Annalen van de American Thoracic Society
Een 56-jarige man resident van zuid-Nieuw-Mexico-gepresenteerd op een afdeling spoedeisende hulp met een plotselinge aanval van kortademigheid geassocieerd met hoest, lage koorts, en pleuritic links-zijdig pijn op de borst. Hij ontkende sputumproductie en piepende ademhaling.Zijn medische problemen omvatten chronische obstructieve longziekte (COPD), behandeld met een inhalatiecorticosteroïd en een langwerkende β-agonist. Hij had geen eerdere ziekenhuisopnames voor COPD en had geen zuurstoftherapie thuis nodig. Hij had ook goed gecontroleerde, insulineafhankelijke diabetes mellitus type 2 en coronaire hartziekte.
de man had een 30-pack-jaar geschiedenis van het gebruik van tabak, maar stopte 15 jaar eerder. Hij werkte eerder als verkoper in de auto-industrie en had geen gerapporteerde geschiedenis van tuinieren of blootstelling aan vuil.Bij de eerste evaluatie was zijn temperatuur 99,9 ° F. Er was verminderde beweging van de borstwand, hyperresonante percussie en ontbrekende ademgeluiden, allemaal aan de rechterkant. Huidonderzoek was onopvallend. Het aantal witte bloedcellen was 7,8 × 103 U / L. een thoraxfoto toonde een 50% pneumothorax aan de rechterkant met een lichte afwijking van de luchtpijp naar links en een kleine hoeveelheid pleurale vloeistof.

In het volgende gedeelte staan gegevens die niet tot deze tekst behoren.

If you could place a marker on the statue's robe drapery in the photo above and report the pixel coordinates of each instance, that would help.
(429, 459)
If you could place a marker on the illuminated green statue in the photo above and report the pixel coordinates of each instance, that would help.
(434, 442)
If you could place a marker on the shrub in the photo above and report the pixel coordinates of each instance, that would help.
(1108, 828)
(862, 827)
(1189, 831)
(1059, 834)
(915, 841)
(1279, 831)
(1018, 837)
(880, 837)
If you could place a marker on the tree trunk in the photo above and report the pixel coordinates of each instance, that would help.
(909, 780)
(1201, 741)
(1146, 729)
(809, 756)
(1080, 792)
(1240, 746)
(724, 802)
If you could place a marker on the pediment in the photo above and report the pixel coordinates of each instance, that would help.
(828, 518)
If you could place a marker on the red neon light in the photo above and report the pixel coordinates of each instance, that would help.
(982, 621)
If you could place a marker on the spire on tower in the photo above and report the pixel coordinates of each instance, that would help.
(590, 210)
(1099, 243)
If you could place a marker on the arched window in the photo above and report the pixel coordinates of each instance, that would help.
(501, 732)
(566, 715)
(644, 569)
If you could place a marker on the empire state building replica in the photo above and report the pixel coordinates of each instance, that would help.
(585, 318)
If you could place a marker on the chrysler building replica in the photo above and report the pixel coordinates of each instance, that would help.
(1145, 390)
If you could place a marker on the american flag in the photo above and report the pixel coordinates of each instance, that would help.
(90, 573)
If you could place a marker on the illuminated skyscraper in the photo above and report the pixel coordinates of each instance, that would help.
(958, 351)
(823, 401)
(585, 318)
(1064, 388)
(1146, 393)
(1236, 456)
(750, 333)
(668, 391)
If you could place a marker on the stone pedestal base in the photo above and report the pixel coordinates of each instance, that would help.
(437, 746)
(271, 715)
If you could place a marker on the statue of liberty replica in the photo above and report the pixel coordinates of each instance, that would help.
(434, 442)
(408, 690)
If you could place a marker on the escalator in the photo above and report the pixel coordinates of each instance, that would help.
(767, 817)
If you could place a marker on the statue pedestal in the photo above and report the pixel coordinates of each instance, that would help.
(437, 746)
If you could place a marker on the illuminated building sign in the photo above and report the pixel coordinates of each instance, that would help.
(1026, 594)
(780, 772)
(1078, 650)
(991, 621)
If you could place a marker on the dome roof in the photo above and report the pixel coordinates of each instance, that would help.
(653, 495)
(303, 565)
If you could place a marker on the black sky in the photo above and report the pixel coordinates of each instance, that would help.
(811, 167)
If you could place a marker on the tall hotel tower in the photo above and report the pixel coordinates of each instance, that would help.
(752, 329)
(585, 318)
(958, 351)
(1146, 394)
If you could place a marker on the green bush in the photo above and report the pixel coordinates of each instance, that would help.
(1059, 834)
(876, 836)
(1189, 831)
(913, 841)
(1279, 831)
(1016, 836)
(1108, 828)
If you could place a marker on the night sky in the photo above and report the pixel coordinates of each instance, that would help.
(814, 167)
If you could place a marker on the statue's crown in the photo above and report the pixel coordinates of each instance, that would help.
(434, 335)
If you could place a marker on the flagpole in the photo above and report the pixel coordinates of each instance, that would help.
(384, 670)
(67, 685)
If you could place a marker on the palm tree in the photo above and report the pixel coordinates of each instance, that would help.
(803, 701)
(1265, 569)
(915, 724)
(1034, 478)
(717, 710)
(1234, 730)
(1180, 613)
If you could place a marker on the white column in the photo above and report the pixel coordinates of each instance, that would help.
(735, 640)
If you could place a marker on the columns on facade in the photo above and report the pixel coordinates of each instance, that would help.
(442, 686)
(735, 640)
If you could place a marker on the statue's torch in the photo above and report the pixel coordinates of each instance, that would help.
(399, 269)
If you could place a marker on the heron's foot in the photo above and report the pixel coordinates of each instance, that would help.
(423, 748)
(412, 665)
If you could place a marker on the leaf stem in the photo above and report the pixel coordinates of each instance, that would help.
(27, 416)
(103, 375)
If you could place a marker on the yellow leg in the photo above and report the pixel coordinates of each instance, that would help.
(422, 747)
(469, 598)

een thoraxdrain werd geplaatst. Een röntgenfoto van de borst liet een nieuwe Long zien. Tijdens het proces van plaatsing van de thoraxbuis merkte de chirurg verdikte pleura op. Computertomografische beeldvorming van de borst werd gedaan voor verdere evaluatie en toonde een 3,2 × 2,3 cm cavitaire gebied van nodulariteit anteriorly in de rechter bovenste kwab (figuur 1).
figuur 1. Axiaal computertomografisch beeld van de borst met een 3,2 × 2,3-cm cavitaire gebied van nodulariteit anteriorly in de rechter bovenste kwab en een rechter pleurale effusie die aanhoudt na een borst buis werd geplaatst om een rechter pneumothorax evacueren.
bloed en urine kweekjes waren negatief. Een sputum uitstrijkje gekleurd voor zuur-snelle bacillus en culturen van sputum voor bacteriën met inbegrip van mycobacteriën waren negatief. Hiv1 en HIV2 antilichamen (enzym immunoassay), serum histoplasmose antigeen en antilichamen, urine histoplasmose antigeen en coccidioidomycose antilichamen (IgM, IgG) waren negatief. Virale hepatitis studies waren ook negatief. Bronchoscopie met bronchoalveolaire lavage en transbronchiale biopten werd uitgevoerd. De thoraxdrain is verwijderd.
vijf dagen na het inbrengen van de thoraxdrain vertoonde Gomori-methenaminekleur van bronchoalveolaire spoelvloeistof uit de rechterbovenkwab clusters van gist-en hyphenvormen. Transbronchiale en pleurale biopsie monsters toonden chronische ontsteking, reactieve fibrose, aggregaten van degenererende neutrofielen, en verspreide eosinofielen. Er was geen bewijs van maligniteit en alle bacterieculturen van bronchoscopie-specimens, inclusief mycobacterieculturen, waren negatief. Op basis van deze resultaten werd de patiënt empirisch gestart met intraveneus voriconazol.
het schimmel kweekorganisme werd geïdentificeerd als C. zonatum. De patiënt werd gedurende 2 weken behandeld met intraveneus voriconazol en vervolgens naar huis gebracht met oraal voriconazol, waarna de behandeling gedurende 6 maanden werd voortgezet. De Follow-up na 6 maanden liet een volledig verdwijnen van de symptomen en een aanzienlijke afname van de grootte van de cavitaire laesie zien.